Where We Have Interest
The first name we want to highlight in this section is a name which we think could ultimately benefit from investors' flight to safety. With strong demand once again for the safety of US Treasuries, we have seen rates on the US 10-year fall to three month lows. This will undoubtedly help attract a few more US homeowners to refinance their mortgages with the dip in rates while also encouraging those looking for new housing to finally pull the trigger and either buy their first home or upgrade to a larger one. A great name to play this trend in the past has been Whirlpool , and with the stock price having fallen back to levels where we exited our previous trade our interest is piqued. Even with the latest disappointment, Whirlpool is on much more sound footing than when we sold and has proven its ability to leverage its results to the housing market. The dividend yield still leaves a lot to be desired at these levels, but we view Whirlpool as more of a capital gains via stock appreciation than a dividend story. For long-term investors we would note that we think the company will continue to raise its dividend moving forward.
With the $130/share level broken yesterday, investors might find the next level of support around the $120/share area. For those trying to time the market, it might be best to target the shares once the yield has risen above 2%.
Source: Yahoo Finance
With emerging markets under pressure, coupled with fears about certain key smoking markets possibly tightening regulations, it has been a rough month for Philip Morris International. So bad in fact that shares have fallen from levels very close to 52-week highs to fresh new 52-week lows. It has been a very dramatic reversal, but with that reversal we have seen many of the metrics turn bullish, especially for those who would be long-term investors.
Philip Morris International now yields just under 5% and still packs a healthy dose of growth, more so than its peers who focus on developed markets. With the shares trading at fresh lows and tainted with emerging market fears, we are inclined to take a look at the name for retirement account purposes because it is cheap from an earnings valuation standpoint as well as when looking at its current yield and potential organic growth. The only thing we can complain about that the company has done recently is their decision to build two plants in Italy. We would have chosen another geographic location.
For investors wanting a bit more exposure to the United States with solid organic growth, strong dividend and a history of raising that dividend yearly we would direct attention towards Johnson & Johnson. This has been one of the stronger performers in a couple of indexes over the years and a favorite of smart money investors. With the dividend yield having risen above 3% as the stock fell in sympathy with general markets we do see opportunity here as well.
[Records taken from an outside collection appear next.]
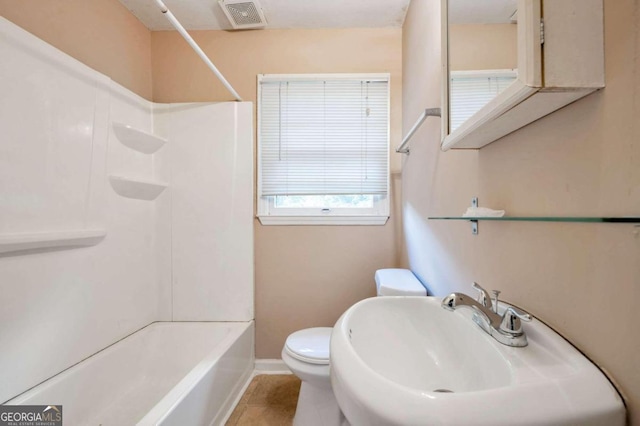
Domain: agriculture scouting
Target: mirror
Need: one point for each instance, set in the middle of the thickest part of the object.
(492, 59)
(482, 40)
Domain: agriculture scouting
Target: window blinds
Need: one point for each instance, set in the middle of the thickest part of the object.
(471, 90)
(323, 137)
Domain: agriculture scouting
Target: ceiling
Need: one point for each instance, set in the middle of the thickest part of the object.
(207, 14)
(481, 11)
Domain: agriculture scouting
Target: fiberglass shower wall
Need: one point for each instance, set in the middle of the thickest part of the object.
(86, 225)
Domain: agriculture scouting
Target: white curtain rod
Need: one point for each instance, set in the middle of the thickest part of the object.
(176, 24)
(429, 112)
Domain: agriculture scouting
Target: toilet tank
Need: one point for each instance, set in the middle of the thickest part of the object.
(398, 282)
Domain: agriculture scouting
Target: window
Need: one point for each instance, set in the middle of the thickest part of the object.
(471, 90)
(323, 149)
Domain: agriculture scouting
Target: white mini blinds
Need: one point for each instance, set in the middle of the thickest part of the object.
(471, 90)
(323, 135)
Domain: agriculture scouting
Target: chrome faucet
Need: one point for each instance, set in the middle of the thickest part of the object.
(506, 329)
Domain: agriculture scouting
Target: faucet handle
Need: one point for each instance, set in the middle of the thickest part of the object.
(483, 298)
(511, 323)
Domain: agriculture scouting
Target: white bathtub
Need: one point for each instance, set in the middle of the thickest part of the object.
(168, 373)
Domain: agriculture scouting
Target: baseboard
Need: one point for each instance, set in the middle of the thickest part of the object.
(271, 366)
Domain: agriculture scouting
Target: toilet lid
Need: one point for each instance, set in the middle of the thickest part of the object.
(310, 345)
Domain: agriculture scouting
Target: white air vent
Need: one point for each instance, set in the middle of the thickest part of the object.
(243, 13)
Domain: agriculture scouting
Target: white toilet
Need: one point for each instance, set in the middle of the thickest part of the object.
(306, 353)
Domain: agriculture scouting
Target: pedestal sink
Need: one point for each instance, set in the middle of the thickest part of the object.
(407, 361)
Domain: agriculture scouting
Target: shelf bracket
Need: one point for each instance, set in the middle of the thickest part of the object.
(474, 223)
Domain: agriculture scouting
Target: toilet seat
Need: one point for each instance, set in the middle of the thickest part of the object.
(310, 345)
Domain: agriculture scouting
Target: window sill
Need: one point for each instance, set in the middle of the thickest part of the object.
(323, 220)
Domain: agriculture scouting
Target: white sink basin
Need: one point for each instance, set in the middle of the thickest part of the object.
(407, 361)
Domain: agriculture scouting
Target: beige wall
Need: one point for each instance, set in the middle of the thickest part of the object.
(483, 46)
(582, 279)
(100, 33)
(305, 275)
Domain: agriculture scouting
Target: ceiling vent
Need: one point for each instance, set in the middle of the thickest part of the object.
(243, 14)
This is one of the stocks we constantly look at wishing we had pulled the trigger years ago when we first investigated. Johnson & Johnson is one of those names which has premier brands and a strong R&D pipeline, two factors which make it an ideal candidate to be an anchor to almost any portfolio.
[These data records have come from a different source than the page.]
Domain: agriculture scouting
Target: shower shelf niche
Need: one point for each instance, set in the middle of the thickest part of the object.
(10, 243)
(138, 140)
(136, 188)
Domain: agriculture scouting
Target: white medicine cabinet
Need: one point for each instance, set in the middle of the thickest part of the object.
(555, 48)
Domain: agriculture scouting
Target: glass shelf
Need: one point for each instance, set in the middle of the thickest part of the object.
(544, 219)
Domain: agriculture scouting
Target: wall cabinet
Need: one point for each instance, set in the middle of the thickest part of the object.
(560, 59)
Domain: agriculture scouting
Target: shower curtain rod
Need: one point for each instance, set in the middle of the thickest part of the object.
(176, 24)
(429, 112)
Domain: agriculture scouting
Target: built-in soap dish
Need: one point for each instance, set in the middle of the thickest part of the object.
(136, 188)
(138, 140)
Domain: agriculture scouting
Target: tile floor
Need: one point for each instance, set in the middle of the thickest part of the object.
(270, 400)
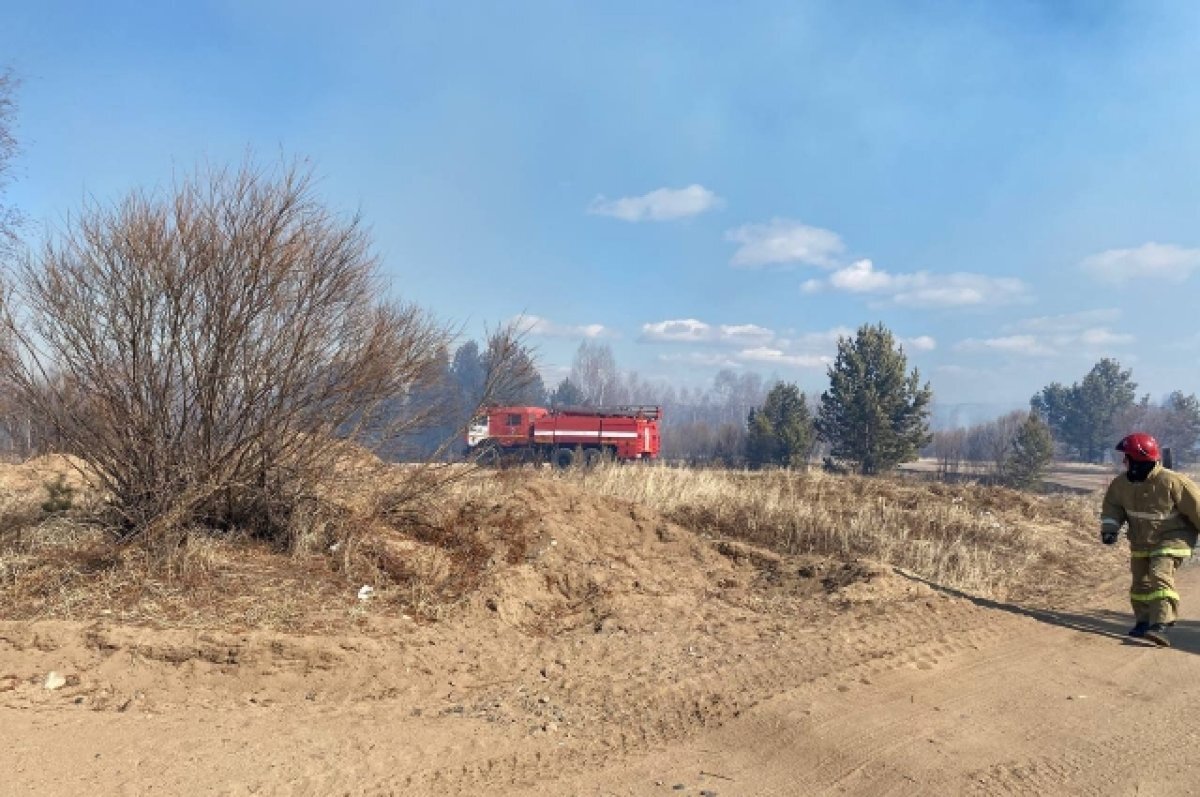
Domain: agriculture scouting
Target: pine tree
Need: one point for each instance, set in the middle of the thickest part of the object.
(567, 394)
(780, 432)
(874, 414)
(1031, 453)
(1085, 417)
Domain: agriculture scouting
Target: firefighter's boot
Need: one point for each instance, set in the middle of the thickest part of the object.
(1157, 634)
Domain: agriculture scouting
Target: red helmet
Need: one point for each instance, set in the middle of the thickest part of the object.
(1140, 447)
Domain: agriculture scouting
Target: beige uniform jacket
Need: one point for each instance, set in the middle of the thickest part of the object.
(1163, 513)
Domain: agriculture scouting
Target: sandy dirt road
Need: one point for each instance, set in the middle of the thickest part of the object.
(927, 694)
(1026, 703)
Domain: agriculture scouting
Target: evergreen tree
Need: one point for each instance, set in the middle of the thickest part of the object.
(1030, 455)
(874, 414)
(1087, 415)
(567, 394)
(516, 381)
(469, 375)
(1183, 426)
(780, 432)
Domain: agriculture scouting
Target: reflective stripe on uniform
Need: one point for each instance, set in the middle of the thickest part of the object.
(1164, 551)
(1152, 515)
(1158, 594)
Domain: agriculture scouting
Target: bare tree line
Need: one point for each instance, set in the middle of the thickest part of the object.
(201, 349)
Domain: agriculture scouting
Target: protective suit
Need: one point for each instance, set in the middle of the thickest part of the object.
(1163, 511)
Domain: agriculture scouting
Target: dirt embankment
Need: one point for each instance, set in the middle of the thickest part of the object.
(610, 652)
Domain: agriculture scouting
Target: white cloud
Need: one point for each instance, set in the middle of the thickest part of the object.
(861, 277)
(921, 343)
(1023, 345)
(1068, 323)
(703, 359)
(756, 346)
(1051, 336)
(545, 328)
(690, 330)
(1102, 336)
(923, 288)
(661, 204)
(778, 357)
(1147, 262)
(784, 241)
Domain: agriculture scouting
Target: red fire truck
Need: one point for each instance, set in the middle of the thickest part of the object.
(565, 436)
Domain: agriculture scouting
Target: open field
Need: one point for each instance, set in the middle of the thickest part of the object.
(623, 631)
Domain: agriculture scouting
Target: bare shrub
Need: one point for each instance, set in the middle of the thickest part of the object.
(199, 351)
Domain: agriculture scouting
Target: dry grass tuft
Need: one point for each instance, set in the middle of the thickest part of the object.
(990, 541)
(421, 557)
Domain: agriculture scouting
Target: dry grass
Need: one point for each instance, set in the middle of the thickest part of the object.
(990, 541)
(421, 557)
(426, 557)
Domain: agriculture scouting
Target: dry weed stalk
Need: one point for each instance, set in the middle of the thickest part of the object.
(202, 351)
(985, 540)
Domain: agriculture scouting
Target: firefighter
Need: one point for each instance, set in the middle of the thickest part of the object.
(1163, 511)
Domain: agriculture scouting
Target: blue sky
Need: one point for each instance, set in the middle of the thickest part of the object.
(1011, 186)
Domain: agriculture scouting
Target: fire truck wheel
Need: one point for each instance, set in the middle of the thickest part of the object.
(564, 459)
(489, 456)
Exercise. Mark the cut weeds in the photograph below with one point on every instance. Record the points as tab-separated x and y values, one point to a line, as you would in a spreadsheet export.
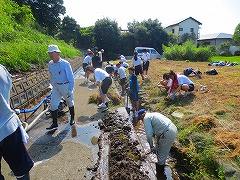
209	129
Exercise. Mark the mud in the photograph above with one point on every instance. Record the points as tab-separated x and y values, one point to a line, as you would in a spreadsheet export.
119	148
JNJ obviously ran into resistance at the $95/share level, but the chart also shows support at the $85/share level and the stock is very close to that level now.
Source: Yahoo Finance
It appears that Johnson & Johnson may be very near a support level where investors could safely buy, as the above chart displays. The support provides some extra cover, above and beyond what the dividend yield tells us (although the yield has played a part in the chart's support in the past) and with the company set to sharpen its focus after divestitures this recent pullback might be an opportune time to either open a position or add to a current position.